Type 2 diabetes mellitus greater cardiovascular risks and greater benefits of therapy, by Fagan, TC et al, in the Archives of Internal Medicine, May 24, 1999, is an editorial that discusses the benefits of therapy for complications of microvascular disease in this AMA position statement based on research from England, Europe and the US. The paper begins with the statistics that type 2 diabetes is associated with a 2-3 fold increased risk factor for cardiovascular morbidity and mortality. The risk is approximately 2-fold in men and 4-fold in women. The risk of coronary disease is increased 4-fold in diabetic persons compared with nondiabetic persons, and the risk for myocardial infarction (MI) and death from coronary disease are the same in diabetic people without previous MI as in nondiabetic persons with previous MI. The relative risk for stroke in diabetic persons is 2-to 3-fold the risk for nondiabetic people, and there is a greater relative risk in women compared to men. The authors reviewed the 8 year United Kingdom Prospective Diabetes Study, the Systolic Hypertension in Europe Trial, the Hypertension Optimal Treatment Trial, the Systolic Hypertension in the elderly Program, and the Helsinki Heart Study.

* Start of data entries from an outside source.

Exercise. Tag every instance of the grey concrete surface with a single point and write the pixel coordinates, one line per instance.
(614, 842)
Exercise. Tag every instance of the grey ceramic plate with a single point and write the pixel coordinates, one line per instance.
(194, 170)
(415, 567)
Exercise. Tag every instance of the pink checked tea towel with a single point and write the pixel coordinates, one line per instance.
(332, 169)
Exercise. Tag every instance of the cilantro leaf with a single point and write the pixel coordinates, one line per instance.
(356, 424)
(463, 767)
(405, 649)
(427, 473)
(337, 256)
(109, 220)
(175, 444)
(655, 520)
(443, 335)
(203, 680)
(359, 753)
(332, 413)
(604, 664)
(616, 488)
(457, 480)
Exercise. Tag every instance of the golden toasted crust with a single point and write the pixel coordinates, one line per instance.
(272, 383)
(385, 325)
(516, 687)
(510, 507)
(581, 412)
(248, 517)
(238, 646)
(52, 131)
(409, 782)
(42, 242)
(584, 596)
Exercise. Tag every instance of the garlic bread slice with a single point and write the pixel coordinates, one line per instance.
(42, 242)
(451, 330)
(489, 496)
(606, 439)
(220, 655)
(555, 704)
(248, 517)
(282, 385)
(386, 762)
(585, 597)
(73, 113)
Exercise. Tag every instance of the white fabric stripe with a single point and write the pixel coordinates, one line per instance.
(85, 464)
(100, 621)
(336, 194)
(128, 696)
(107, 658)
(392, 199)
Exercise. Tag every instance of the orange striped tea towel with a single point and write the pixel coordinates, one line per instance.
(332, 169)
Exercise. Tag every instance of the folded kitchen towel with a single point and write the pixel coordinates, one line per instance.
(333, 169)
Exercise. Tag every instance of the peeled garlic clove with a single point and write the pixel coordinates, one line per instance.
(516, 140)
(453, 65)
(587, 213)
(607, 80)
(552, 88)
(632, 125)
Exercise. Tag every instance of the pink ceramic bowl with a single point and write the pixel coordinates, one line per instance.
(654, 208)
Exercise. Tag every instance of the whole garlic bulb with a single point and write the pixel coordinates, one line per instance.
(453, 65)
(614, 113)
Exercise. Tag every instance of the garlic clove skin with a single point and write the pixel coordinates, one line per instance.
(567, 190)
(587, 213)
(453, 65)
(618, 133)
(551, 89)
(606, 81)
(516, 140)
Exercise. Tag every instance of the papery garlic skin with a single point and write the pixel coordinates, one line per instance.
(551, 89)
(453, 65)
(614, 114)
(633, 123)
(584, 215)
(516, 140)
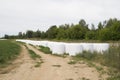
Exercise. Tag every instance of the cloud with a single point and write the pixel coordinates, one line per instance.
(21, 15)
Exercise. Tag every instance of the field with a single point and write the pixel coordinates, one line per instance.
(84, 66)
(8, 51)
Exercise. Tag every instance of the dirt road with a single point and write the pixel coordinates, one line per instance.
(53, 68)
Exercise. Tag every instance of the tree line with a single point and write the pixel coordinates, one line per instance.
(106, 30)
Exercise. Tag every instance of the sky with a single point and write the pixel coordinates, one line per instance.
(21, 15)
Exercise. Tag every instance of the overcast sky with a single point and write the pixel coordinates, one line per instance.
(22, 15)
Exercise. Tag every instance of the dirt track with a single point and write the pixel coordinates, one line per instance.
(53, 68)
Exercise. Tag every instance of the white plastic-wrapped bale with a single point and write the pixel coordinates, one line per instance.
(50, 45)
(101, 47)
(73, 48)
(43, 43)
(88, 47)
(58, 48)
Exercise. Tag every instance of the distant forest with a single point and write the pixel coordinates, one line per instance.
(106, 30)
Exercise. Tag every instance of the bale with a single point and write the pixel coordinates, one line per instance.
(101, 47)
(58, 48)
(73, 48)
(88, 47)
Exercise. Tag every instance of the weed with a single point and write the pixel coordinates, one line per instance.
(8, 51)
(45, 50)
(72, 62)
(56, 65)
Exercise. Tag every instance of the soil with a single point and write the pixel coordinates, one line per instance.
(52, 68)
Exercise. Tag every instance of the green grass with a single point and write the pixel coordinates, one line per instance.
(72, 62)
(46, 50)
(33, 55)
(8, 51)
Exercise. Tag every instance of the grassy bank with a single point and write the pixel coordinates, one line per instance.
(8, 51)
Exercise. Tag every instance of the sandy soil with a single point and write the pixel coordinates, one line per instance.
(53, 68)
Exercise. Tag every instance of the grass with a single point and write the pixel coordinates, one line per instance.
(33, 55)
(8, 51)
(46, 50)
(61, 55)
(36, 57)
(72, 62)
(56, 65)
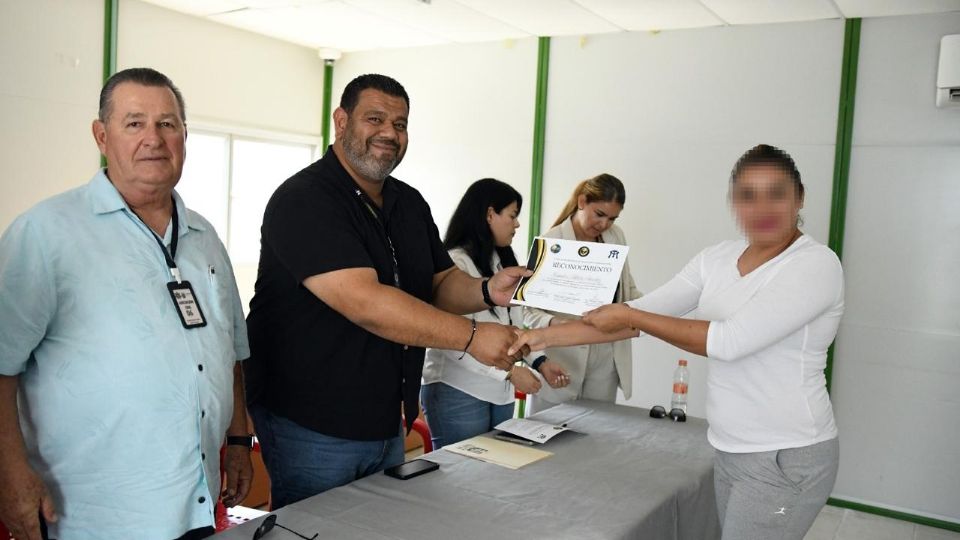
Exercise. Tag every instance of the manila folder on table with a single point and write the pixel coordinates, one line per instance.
(505, 454)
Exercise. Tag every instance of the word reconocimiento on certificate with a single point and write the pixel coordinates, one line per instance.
(570, 276)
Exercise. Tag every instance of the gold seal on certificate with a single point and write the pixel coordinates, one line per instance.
(570, 276)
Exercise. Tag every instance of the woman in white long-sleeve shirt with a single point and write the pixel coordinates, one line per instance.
(460, 396)
(767, 309)
(596, 371)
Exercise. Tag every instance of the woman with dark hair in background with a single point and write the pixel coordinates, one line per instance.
(768, 307)
(596, 371)
(460, 396)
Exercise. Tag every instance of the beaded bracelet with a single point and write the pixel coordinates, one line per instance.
(473, 332)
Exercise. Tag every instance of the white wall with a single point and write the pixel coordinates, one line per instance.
(225, 74)
(896, 384)
(669, 114)
(51, 57)
(229, 77)
(471, 116)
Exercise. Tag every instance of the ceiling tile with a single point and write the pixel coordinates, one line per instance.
(198, 7)
(543, 17)
(653, 14)
(771, 11)
(330, 24)
(446, 18)
(881, 8)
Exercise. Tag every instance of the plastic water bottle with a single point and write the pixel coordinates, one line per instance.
(681, 376)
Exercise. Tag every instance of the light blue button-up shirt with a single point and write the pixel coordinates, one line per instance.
(119, 418)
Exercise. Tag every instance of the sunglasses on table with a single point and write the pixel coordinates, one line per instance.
(270, 522)
(677, 415)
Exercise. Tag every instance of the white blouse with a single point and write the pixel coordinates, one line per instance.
(469, 375)
(768, 337)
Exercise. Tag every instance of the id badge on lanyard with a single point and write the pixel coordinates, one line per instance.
(181, 292)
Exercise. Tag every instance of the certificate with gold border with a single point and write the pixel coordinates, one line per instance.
(571, 276)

Conclusions indicate that people with type 2 diabetes are at markedly increased risk of microvascular disease ( retinopathy, nephropathy, and neuropathy). Treatment of hyperglycemia improves the risk of microvascular disease, but has little, if any, effect on macrovascular disease. Treatment of hypertension and dyslipidemias benefits diabetic people as much or more than nondiabetic people. Actually reducing BP is more important than which particular medication is chosen, since benefit has been shown whether therapy is based on diuretics, Beta-adrenergic blocking agents, angiotensin-converting enzyme inhibitors, or calcium antagonists. Reduction of LDL cholesterol levels in diabetic persons with coronary disease or low HDL cholesterol levels and no evidence of coronary disease decreases morbidity from coronary disease.

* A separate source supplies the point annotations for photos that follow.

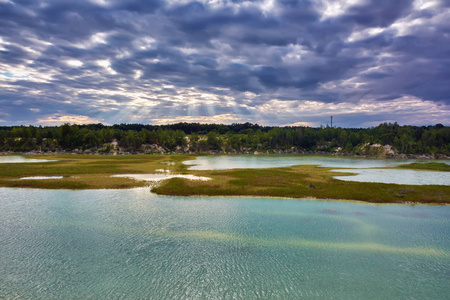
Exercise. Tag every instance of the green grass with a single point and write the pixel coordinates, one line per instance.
(306, 181)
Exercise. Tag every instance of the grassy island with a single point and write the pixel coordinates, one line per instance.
(305, 181)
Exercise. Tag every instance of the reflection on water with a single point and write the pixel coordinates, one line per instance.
(115, 244)
(222, 162)
(364, 167)
(396, 176)
(20, 159)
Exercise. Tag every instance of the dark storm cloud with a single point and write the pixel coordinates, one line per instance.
(71, 50)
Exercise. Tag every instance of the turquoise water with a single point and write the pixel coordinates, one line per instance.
(367, 169)
(132, 244)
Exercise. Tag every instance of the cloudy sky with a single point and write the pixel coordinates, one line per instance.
(269, 62)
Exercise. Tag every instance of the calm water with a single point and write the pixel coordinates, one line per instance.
(365, 168)
(132, 244)
(13, 159)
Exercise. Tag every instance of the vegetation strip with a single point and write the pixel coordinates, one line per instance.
(306, 181)
(385, 140)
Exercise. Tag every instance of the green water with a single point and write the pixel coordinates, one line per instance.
(132, 244)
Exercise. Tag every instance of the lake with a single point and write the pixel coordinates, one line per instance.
(365, 169)
(132, 244)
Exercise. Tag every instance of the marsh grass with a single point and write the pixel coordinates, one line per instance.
(300, 182)
(430, 166)
(87, 171)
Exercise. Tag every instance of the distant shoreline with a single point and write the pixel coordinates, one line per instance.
(270, 152)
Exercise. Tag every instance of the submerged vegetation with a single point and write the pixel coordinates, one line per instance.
(430, 166)
(384, 140)
(94, 171)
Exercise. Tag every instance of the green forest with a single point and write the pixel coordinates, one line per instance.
(234, 138)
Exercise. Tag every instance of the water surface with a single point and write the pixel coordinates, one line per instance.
(132, 244)
(13, 159)
(367, 168)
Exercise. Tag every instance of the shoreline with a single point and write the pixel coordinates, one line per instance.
(256, 153)
(85, 172)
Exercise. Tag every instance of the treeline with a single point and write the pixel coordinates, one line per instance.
(235, 138)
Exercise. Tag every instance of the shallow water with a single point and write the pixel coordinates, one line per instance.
(12, 159)
(396, 176)
(40, 177)
(132, 244)
(362, 166)
(222, 162)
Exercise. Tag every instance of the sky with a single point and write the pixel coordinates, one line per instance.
(274, 63)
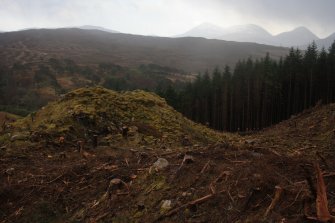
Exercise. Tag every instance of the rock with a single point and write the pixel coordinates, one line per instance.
(18, 137)
(166, 205)
(250, 141)
(188, 159)
(160, 164)
(140, 206)
(10, 171)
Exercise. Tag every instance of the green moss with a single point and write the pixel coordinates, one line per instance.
(104, 112)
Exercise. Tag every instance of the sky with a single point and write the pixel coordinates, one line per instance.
(169, 17)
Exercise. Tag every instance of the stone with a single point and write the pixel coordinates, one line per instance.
(160, 164)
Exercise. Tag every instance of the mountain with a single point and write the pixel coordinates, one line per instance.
(89, 27)
(300, 36)
(247, 33)
(326, 42)
(94, 47)
(206, 30)
(296, 37)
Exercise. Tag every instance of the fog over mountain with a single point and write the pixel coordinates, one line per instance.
(89, 27)
(298, 37)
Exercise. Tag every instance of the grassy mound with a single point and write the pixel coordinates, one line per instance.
(86, 112)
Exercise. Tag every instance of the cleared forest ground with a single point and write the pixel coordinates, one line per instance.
(264, 177)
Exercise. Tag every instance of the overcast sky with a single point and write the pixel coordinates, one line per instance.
(169, 17)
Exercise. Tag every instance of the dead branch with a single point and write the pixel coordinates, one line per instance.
(205, 167)
(191, 203)
(274, 201)
(322, 211)
(49, 182)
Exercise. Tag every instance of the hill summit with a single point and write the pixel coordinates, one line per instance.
(141, 117)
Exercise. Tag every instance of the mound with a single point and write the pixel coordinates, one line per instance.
(140, 117)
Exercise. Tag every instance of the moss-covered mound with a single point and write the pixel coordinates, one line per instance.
(97, 112)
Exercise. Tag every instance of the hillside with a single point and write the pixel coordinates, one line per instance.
(94, 47)
(26, 88)
(299, 37)
(256, 178)
(85, 112)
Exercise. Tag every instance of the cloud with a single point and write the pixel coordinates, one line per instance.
(168, 17)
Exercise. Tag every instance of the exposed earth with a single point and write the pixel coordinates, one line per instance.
(100, 156)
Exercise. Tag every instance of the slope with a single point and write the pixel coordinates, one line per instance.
(241, 179)
(93, 46)
(86, 112)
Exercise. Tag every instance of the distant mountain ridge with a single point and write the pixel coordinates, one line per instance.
(89, 27)
(94, 46)
(298, 37)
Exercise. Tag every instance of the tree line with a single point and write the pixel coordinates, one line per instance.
(258, 93)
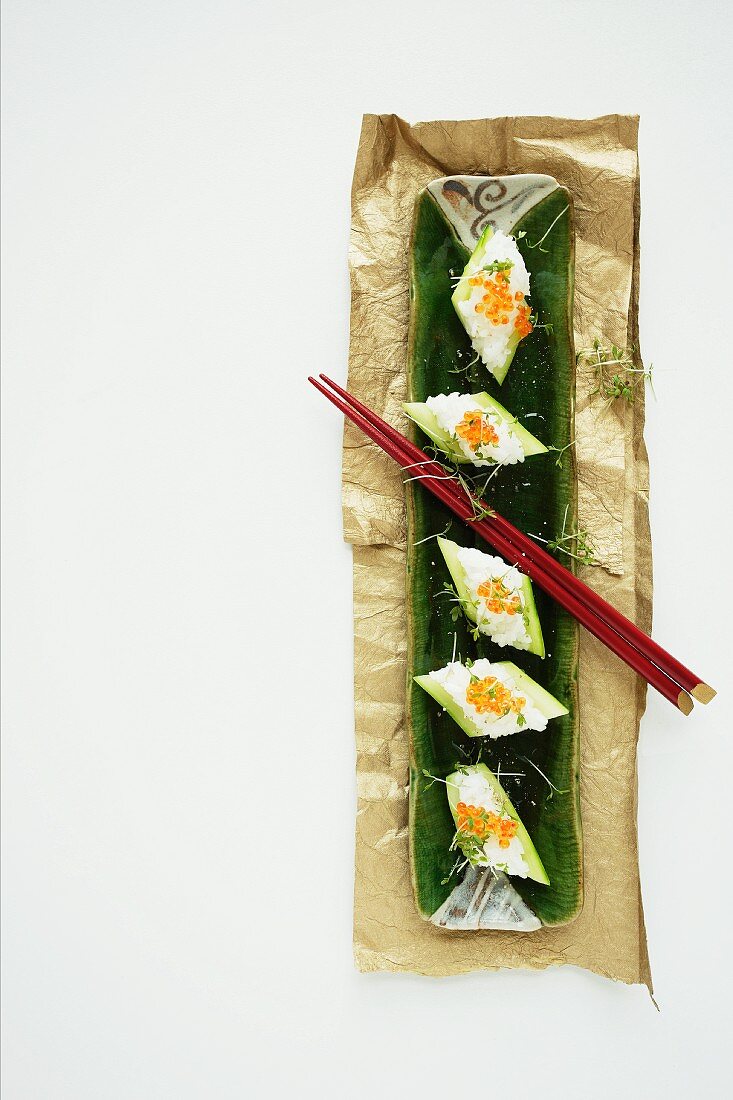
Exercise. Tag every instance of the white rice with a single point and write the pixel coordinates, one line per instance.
(449, 410)
(501, 627)
(455, 680)
(492, 341)
(474, 790)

Recommendations are that type 2 diabetics should receive aggressive therapy to achieve normoglycemia in order to prevent microvascular disease. Those with elevated BP should be aggressively treated toward a goal of less than 130 mm Hg systolic and less than 85 mm Hg diastolic in order to reduce the risk of stroke, coronary events, and other manifestations of macrovascular disease. Results of the Hypertension Optimal Treatment Trail suggest that further reduction of diastolic BP, below 80 mm Hg, is probably beneficial. Diabetic persons with elevated LDL cholesterol levels, normal LDL levels with known coronary disease, or low HDL cholesterol levels should probably have their LDL cholesterol level lowered to less then 2.59 mm ol/L With the array of effective and well-tolerated antihypertensive, hypolipidemic, and diabetic therapeutic agents available, and with the proven long-term benefits in the treatment of hypertension, dyslipidemia, and hyperglycemia (at least for microvascular events in diabetic persons, it is imperative to identify and treat these risk factors aggressively to reduce the excess cardiovascular morbidity and mortality and microvascular morbidity associated with type 2 diabetes. As suggested by the results of the United Kingdom Prospective Diabetes Study and by the American Diabetes Association, diabetic persons with any evidence of cardiovascular disease should receive prophylactic aspirin, unless absolutely contraindicated.